In The Origins of Totalitarianism, Hannah Arendt distinguishes totalitarianism form the more familiar forms of tyranny known to us as dictatorships. Totalitarianism is a term reserved for Nazism and Bolshevism, as seen under Hitler's Germany and Stalin's Soviet Union. Arendt stresses that totalitarianism is not to be confused with fascism, and points out that the Nazis themselves were keen to distinguish Nazism from fascism, and looked down with contempt on Mussolini's fascist Italy. While dictatorships have often been driven by totalitarian movements, once they acquire power they seize the power structure of the state.

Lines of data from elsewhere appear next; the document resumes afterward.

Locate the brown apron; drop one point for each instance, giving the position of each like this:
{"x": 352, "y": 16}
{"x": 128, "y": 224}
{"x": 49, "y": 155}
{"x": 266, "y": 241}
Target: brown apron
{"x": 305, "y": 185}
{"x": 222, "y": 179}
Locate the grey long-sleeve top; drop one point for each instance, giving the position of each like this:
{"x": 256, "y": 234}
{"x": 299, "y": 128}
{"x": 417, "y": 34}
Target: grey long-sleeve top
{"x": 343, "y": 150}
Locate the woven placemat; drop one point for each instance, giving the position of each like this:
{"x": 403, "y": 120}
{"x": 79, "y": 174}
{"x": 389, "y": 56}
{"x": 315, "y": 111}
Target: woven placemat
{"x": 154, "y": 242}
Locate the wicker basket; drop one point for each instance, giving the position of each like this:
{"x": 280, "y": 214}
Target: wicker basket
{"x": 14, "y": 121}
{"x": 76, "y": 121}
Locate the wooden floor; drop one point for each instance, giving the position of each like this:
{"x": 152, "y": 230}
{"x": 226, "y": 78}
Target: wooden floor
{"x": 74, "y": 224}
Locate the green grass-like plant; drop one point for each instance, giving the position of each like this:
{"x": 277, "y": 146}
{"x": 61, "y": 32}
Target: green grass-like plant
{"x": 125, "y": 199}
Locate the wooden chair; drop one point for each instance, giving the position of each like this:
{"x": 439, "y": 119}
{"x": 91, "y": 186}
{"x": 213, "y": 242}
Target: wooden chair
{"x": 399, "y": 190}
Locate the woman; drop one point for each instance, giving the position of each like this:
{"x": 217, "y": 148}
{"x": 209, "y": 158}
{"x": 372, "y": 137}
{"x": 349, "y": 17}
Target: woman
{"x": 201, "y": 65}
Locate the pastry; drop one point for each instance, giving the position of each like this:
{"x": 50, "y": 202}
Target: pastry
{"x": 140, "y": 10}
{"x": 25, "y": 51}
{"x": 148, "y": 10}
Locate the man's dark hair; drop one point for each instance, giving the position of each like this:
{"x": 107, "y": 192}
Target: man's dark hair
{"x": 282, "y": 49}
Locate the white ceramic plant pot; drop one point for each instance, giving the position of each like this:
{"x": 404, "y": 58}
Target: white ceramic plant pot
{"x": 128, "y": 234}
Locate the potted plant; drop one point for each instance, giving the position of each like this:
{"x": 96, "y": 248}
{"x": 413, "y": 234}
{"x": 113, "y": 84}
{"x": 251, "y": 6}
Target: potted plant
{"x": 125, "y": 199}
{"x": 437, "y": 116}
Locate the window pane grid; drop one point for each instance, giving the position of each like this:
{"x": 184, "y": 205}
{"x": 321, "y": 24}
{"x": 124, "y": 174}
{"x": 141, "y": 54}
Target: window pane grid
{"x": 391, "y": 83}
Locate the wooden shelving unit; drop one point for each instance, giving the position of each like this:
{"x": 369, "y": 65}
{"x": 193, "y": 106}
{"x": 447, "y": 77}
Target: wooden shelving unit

By the very maneuver with which they seemingly take on complete control they straight-jacket themselves; dictatorships are characterized by a complete takeover by the state, but also a containment within the state. They satisfy themselves with the bureaucratic confines and enter into a state of equilibrium. The totalitarian drive is extinguished. Conventional dictatorships are not unfamiliar, and while they are oppressive and brutal, the Western world has never been adverse to dealing with them. Operating as they do within the state structure they offer a degree of stability and predictability1.

Totalitarianism, by contrast, is what happens when the movement is not contented and extinguished by the state but refuses the structure of the state altogether; it occurs when the movement refuses any structure at all.